After another strong quarter, CVS raises outlook for 2022

COVID-19 vaccines and tests for the virus continue to boost CVS Health and the healthcare giant raised its annual forecast after yet another strong quarter.

The drugstore chain and pharmacy benefit manager said Wednesday that it expects per-share earnings of between $8.20 and $8.40 this year after breezing past Wall Street expectations for the first quarter.

The new outlook mostly eclipses Wall Street projections of $8.26 per share, according to FactSet.

CVS Health shares slipped in February after the company reported fourth quarter results that easily topped expectations but didn’t hike its forecast for the year, citing the pandemic’s unpredictable nature.

CVS operates one of the nation’s largest drugstore chains with nearly 10,000 retail locations. It also runs prescription drug plans for big clients like insurers and employers through a large pharmacy benefit management business.

It also provides health insurance for more than 24 million people through its Aetna arm.

The company said Wednesday that it administered more than 8 million COVID-19 vaccines in the first quarter, a big drop from the 20 million it administered in the last quarter of 2021, when customers sought boosters and many children began getting the shots.

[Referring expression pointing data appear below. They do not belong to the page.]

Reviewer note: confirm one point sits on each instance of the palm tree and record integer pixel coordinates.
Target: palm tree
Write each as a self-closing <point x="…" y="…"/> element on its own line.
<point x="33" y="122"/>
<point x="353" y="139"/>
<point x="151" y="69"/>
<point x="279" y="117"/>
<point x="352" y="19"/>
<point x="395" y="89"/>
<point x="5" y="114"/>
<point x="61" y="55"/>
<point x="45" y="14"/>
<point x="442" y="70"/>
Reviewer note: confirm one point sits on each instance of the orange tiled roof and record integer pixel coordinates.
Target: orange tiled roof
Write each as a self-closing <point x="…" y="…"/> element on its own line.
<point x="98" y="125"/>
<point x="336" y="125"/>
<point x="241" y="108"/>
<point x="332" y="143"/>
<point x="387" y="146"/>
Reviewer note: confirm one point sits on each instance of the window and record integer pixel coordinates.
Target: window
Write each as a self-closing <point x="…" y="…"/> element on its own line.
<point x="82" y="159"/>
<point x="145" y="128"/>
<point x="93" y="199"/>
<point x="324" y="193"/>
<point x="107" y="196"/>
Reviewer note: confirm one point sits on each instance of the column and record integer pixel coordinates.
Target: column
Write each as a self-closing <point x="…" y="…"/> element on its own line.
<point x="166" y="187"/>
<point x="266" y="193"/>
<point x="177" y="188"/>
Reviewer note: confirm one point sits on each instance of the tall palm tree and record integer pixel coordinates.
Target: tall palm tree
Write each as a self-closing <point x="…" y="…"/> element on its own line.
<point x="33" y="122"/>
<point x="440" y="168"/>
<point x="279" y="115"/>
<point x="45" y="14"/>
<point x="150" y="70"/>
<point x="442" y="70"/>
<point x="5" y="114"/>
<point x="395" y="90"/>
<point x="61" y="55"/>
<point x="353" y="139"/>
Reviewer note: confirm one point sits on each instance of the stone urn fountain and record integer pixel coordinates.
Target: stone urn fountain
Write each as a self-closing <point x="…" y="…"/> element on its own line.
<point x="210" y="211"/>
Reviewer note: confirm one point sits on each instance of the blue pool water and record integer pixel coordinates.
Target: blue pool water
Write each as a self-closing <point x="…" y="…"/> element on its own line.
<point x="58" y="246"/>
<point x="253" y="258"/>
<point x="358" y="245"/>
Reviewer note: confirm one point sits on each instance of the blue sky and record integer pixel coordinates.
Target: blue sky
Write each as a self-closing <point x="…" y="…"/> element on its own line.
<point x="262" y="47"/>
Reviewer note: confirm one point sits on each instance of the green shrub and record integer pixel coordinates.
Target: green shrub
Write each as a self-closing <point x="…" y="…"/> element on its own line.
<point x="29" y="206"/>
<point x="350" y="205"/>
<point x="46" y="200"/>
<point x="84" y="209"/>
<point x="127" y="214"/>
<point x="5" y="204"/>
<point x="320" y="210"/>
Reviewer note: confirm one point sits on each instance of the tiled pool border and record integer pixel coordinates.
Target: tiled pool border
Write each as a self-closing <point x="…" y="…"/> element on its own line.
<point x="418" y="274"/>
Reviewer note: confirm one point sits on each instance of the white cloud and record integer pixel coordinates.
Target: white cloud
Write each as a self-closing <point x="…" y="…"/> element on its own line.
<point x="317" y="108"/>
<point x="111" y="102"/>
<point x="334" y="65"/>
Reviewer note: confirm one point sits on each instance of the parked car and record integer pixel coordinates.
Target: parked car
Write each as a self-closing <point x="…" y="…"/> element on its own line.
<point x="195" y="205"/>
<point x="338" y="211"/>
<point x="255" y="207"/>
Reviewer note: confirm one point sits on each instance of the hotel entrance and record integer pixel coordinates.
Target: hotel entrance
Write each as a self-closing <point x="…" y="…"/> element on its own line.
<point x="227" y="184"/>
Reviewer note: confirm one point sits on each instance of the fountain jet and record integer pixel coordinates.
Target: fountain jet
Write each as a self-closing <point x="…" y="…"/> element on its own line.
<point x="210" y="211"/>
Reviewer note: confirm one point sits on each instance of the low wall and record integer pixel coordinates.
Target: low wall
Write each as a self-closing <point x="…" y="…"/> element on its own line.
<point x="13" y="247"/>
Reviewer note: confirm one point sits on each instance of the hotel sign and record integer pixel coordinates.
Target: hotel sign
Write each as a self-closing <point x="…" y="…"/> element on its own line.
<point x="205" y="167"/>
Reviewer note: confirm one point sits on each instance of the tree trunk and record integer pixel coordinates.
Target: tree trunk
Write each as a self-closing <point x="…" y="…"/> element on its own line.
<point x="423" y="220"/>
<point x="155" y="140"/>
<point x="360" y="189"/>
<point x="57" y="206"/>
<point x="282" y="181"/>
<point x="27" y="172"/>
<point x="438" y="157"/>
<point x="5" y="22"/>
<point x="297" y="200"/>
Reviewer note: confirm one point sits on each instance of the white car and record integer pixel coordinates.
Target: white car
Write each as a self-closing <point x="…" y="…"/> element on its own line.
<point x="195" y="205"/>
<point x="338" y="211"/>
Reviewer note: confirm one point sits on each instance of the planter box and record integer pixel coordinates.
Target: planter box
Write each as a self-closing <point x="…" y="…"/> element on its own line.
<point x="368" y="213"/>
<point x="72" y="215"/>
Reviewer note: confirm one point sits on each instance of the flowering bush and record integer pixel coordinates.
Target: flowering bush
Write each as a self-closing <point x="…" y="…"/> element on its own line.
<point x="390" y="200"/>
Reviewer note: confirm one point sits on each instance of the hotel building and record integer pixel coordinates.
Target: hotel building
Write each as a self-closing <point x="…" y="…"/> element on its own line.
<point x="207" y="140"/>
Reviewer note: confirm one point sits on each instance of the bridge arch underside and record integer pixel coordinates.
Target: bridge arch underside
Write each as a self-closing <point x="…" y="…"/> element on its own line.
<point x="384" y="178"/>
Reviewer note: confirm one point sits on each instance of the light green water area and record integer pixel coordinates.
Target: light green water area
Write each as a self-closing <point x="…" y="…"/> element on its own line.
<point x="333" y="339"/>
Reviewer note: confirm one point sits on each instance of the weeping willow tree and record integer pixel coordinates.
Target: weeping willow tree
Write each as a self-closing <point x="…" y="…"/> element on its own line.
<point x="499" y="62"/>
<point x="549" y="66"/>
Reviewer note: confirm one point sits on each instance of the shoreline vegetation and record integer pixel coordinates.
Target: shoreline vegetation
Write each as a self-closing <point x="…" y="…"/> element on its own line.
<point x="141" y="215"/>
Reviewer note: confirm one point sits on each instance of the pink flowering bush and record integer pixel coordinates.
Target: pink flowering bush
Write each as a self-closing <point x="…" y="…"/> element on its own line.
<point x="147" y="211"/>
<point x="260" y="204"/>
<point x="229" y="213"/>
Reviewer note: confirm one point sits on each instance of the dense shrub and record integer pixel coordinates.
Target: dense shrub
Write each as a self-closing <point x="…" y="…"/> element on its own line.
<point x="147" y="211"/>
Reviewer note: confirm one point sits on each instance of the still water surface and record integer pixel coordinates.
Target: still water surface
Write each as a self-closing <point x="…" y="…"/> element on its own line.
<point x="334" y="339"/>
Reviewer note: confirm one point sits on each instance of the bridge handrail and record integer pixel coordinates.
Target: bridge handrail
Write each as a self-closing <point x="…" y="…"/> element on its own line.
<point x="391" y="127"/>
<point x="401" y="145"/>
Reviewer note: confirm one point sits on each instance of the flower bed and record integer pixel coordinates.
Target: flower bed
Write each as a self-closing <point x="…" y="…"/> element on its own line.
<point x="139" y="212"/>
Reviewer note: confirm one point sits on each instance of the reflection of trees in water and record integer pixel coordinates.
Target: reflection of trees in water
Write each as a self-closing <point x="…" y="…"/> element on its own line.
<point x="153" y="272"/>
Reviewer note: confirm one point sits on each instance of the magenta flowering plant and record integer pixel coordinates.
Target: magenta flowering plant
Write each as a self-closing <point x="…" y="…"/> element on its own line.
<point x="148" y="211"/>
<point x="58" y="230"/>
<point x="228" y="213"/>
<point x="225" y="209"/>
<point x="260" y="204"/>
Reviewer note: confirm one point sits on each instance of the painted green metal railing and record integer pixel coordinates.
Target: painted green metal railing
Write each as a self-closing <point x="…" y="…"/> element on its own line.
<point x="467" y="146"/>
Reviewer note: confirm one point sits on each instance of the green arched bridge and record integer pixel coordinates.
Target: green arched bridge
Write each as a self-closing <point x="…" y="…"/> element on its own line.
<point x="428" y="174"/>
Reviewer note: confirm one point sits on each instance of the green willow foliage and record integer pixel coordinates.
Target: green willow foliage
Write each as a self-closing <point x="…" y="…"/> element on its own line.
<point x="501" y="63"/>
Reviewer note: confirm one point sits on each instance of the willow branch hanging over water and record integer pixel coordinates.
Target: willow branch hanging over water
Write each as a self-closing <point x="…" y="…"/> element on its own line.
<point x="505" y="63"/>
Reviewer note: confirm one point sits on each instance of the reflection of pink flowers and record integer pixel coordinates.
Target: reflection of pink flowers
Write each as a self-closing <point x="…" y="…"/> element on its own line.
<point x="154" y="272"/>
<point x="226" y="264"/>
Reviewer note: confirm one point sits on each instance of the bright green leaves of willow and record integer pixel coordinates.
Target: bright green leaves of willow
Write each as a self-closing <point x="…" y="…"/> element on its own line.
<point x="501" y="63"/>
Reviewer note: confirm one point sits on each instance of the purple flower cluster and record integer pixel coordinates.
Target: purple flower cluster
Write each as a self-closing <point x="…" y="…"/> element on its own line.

CVS Health also administered six million tests in the first quarter and its drugstores got a boost from customers buying additional tests as the omicron surge of the virus peaked at the start of the quarter.

Claims processed in the company’s biggest business, its pharmacy benefits management segment, also climbed nearly 6% compared to last year’s quarter, which had a weaker cough, cold and flu season.

Quarterly net income climbed 89% to $2.31 billion. The company posted adjusted earnings of $2.22 per share, beating analyst projections for $2.17.

Revenue was $76.8 billion, also topping Wall Street’s expectations for $75.54 billion.

Shares of CVS Health Corp., based in Woonsocket, Rhode Island, rose almost 2% before the opening bell.